Em nossas consultorias, não é raro encontrar executivos, afirmando: “Não somos uma empresa de tecnologia!”. Geralmente, essa afirmação surge em discussões sobre investimentos ou quando processos estão sendo revisados e ajustados. Trata-se de uma afirmação ingênua e perigosa.
Comecemos pela ingenuidade!
Qualquer atividade, em qualquer organização, de qualquer ramo ou segmento, demanda, em maior ou menor escala, a utilização de sistemas de informação. Logo, excelência tecnológica, mesmo para empresas onde a receita não seja proveniente dela, é uma característica fundamental.
Independente de uma empresa ser de tecnologia ou não, recursos tecnológicos podem ser usados para maximizar e materializar resultados, desde que usados do jeito certo. Isso não significa adotar “a melhor tecnologia de todos os tempos da última semana”, mas, no lugar disso, encurtar caminhos com agilidade, cultura lean e DevOps. O objetivo deve ser preservar a eficiência, frente às mudanças de escala, ao longo do tempo.
Benefícios como automações, integrações com fornecedores e parceiros, comunicação direta com clientes são apenas algumas das características de empresas bem sucedidas. Todas essas capacidades, para serem eficazes e eficientes, dependem do uso correto de recursos tecnológicos.
Empresas que não dão atenção à competência tecnológica, mesmo não sendo de tecnologia, acabam sempre às voltas com soluções legadas, iniciando projetos gigantes de atualização tecnológica que geralmente falham. No fim, mesmo os sucessos eventuais acabam ofuscados por gastos difíceis de justificar, principalmente porque muitas das soluções desenvolvidas já nascem tão defasadas quanto aquelas que estão substituindo.
A afirmação “Não somos uma empresa de tecnologia” favorece a crença de que competências tecnológicas são menos importantes, exatamente em um tempo onde o digital está revolucionando a competição e, por isso, mesmo ignorado, invade a agenda de discussões.
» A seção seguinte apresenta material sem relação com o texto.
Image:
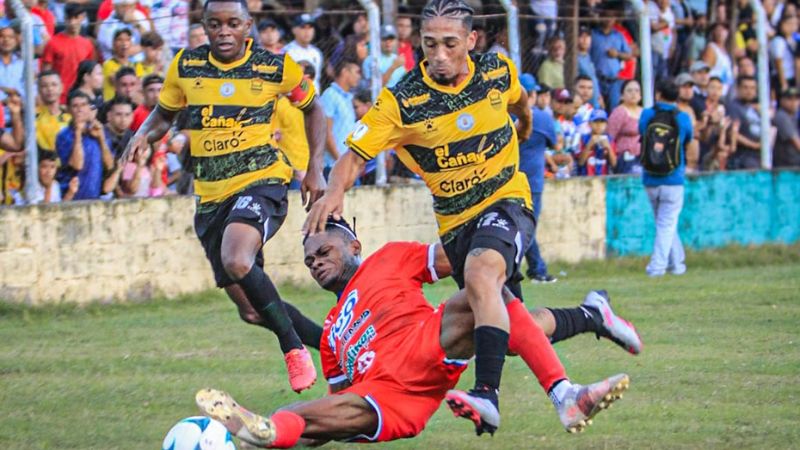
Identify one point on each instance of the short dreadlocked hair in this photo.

Avancemos, agora, para o perigo!
Empresas que desprezam a tecnologia, tratando-a como tema periférico, acabam não percebendo oportunidades de construir vantagens competitivas duradouras. Ou ainda, implementar otimizações em processos e atividades que refletem em melhor desempenho operacional.
Boa parte da “disrupção” que encontramos no mercado é habilitada pelo desacoplamento da cadeia de valor do cliente. Isso é possível graças ao uso de tecnologia. Foi assim com a indústria do cinema, pelos serviços de streaming. Tem sido assim com serviços bancários, seguros, transporte, varejo, habitação e muito mais.
A excelência tecnológica que tem fomentado inovações em modelos de negócios, mercadológicas ou em processos. O uso da tecnologia tem feito emergir novos players em mercados consolidados e, também, sucumbir empresas que eram aparentemente sólidas.
Terceirizar a competência tecnológica a fornecedores foi, e ainda é, um erro grosseiro que costuma custar muito caro. Algumas vezes, empresas saudáveis tornam-se “reféns” de fornecedores que praticam preços arbitrários, ou deixam de atender demandas urgentes. Outras vezes, acaba-se perdendo o compasso com mudanças de modelos de negócio que carecem de “intimidade digital”.
“Não somos uma empresa de tecnologia” é uma afirmação forte e, cada vez mais, deslocada da realidade. Na medida em que a tecnologia se torna sufixo dispensável (marketing digital, RH digital, venda digital, educação digital, transformação digital) tal afirmação pode ser lida como “Não somos uma empresa”.
Se você faz parte do grupo de executivos que afirma, frequentemente, “Não somos uma empresa de tecnologia!”, cuidado! Eventualmente, a persistência nessa crença pode tornar você e sua empresa irremediavelmente obsoletos (e dispensáveis).